Vendor Management: The Pros and Cons of a Vendor Relationship Management Program

September 15, 2021 0 Comments

Supplier relationship management (or SRM) programs are designed to create a closer working partnership with your critical and strategic suppliers. This should result in better value for both organizations. However, opinions are mixed on whether the benefits outweigh the potential risks.

Arguments for SRM

– Eliminates waste and barriers to effective service. The contracts state what has been agreed between the buyer and the seller in terms of what will be delivered and for what price. In practice, waste can be generated due to inefficiencies in the way the processes, systems and ways of working of the two parties are put together. An SRM program can identify these sources of waste and eliminate them, creating lower costs and better service.
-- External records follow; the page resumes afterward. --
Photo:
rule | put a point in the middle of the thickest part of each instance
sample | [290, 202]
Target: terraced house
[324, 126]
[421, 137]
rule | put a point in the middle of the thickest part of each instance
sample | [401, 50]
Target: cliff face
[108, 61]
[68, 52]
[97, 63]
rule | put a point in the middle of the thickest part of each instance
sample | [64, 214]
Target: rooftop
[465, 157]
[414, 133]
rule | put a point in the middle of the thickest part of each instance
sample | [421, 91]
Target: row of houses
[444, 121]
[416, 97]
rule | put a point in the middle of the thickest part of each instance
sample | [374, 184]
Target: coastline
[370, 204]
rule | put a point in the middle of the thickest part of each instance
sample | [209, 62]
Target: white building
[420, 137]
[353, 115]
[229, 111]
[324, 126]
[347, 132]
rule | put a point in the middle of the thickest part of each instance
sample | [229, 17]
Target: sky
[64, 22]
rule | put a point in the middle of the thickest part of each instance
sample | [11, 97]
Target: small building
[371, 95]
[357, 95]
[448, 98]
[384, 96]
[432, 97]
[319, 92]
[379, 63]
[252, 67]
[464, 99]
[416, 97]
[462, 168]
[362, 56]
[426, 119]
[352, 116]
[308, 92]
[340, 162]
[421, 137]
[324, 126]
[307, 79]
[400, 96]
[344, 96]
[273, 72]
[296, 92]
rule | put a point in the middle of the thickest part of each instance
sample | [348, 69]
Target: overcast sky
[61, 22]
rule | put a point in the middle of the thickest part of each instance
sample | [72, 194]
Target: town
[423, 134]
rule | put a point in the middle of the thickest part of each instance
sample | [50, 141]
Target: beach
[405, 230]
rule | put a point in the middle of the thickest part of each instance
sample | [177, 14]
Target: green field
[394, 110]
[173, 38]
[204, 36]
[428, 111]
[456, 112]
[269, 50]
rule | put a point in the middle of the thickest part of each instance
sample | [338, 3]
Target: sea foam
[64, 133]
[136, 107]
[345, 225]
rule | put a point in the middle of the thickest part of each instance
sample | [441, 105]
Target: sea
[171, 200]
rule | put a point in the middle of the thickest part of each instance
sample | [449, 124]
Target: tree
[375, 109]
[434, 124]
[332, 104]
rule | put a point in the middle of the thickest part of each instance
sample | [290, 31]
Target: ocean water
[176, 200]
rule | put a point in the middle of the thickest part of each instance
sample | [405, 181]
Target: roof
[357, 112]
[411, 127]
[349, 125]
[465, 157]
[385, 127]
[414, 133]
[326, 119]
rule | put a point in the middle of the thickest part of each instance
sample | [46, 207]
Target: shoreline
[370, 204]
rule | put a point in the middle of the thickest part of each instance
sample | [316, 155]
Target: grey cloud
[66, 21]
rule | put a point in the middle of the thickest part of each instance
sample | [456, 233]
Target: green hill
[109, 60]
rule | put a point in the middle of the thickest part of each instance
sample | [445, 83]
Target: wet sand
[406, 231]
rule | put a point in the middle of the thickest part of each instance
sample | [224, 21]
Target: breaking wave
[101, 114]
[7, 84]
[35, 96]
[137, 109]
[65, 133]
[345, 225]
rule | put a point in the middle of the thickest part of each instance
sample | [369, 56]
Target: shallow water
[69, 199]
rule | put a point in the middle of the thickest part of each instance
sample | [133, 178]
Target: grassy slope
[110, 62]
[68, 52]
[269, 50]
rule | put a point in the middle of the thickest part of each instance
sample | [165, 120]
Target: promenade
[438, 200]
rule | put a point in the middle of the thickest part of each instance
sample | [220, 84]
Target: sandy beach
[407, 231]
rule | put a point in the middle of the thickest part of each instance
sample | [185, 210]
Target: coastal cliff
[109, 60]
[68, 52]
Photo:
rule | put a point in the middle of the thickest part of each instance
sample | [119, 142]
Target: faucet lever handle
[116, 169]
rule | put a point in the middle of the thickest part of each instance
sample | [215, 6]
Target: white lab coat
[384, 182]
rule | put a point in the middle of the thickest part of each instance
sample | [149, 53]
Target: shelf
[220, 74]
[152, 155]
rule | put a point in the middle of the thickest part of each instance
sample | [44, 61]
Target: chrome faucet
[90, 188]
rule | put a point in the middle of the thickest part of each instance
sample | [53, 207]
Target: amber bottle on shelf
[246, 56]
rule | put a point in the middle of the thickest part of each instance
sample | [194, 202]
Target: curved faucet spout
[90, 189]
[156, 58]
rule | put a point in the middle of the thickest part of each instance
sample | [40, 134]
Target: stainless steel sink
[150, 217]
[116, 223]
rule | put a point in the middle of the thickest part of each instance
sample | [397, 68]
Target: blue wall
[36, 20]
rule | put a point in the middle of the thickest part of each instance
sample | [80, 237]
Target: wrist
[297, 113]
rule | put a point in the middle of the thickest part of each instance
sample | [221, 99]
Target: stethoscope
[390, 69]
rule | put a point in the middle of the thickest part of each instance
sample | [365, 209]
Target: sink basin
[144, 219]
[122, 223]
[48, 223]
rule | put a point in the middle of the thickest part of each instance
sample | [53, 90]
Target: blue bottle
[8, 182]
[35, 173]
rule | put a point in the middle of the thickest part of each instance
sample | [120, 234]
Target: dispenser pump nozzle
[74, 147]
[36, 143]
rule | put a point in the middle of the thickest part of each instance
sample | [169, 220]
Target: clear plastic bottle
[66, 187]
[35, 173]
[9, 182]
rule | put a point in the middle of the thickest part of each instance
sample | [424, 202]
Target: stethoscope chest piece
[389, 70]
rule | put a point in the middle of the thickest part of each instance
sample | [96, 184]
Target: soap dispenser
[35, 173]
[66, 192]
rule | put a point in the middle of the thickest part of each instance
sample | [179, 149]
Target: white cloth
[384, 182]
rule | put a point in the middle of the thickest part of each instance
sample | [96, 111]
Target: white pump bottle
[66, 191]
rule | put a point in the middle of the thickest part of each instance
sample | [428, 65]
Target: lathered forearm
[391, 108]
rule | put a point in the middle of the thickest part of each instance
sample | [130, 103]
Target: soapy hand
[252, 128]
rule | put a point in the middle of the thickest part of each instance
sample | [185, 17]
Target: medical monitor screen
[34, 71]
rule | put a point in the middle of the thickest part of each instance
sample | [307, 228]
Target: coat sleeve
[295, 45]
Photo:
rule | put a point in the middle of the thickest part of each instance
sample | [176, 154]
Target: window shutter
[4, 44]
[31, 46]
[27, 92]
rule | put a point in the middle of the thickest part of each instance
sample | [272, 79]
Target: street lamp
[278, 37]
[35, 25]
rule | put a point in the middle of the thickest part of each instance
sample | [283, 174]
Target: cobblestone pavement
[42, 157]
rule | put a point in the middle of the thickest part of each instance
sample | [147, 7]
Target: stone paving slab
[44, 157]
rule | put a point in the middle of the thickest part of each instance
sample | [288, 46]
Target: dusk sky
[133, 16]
– Generates mutual dependence. If both parties value the benefits they derive from the relationship created by their SRM program, then they have an expectation that the relationship will last. This means that in times of scarcity, your organization is unlikely to be affected by the need for the supplier to ration its production.

– Encourages investment. If the critical and strategic vendors in your SRM program see that you create value for them and that the business relationship is likely to be long, then they are more likely to make investments that increase your capacity and ability to deliver what you need.

– Motivates providers to go the extra mile. Conflicting supplier relationships in which all problems are seen as belonging to the supplier create disillusionment and disinterest in them and result in a lack of motivation. SRM programs create shared responsibility and this equity translates into motivated providers who go out of their way to help you.

Arguments against SRM

– Create barriers to exit. Long-term dependency relationships with key vendors (for example, investing in shared IT systems) can create a barrier to switching vendors. The risk is that new entrants to the market will be discouraged and innovation from other vendors may be lost.

– Makes it difficult to test the market. It is financially healthy to test current prices and sourcing solutions from time to time with the alternatives. If your SRM program has indeed created a tailored solution, you may not be able to find a comparable alternative to test if you are still getting value for money.

– May result in complacency. A long-term relationship with key suppliers can make both parties overly familiar with each other. The result of this can be an acceptance of the status quo in ways of working with new ideas that are running out.

– Need to select the right provider the first time. Obviously, if you are going to enter into a long-term relationship with a supplier and implement SRM, it is vitally important that you make this selection with the correct criteria, as it will be increasingly difficult to switch suppliers if a better one emerges later on. Treat your choice of SRM providers as if you were going to marry them. Easy to do, but with dire consequences later if the choice was wrong!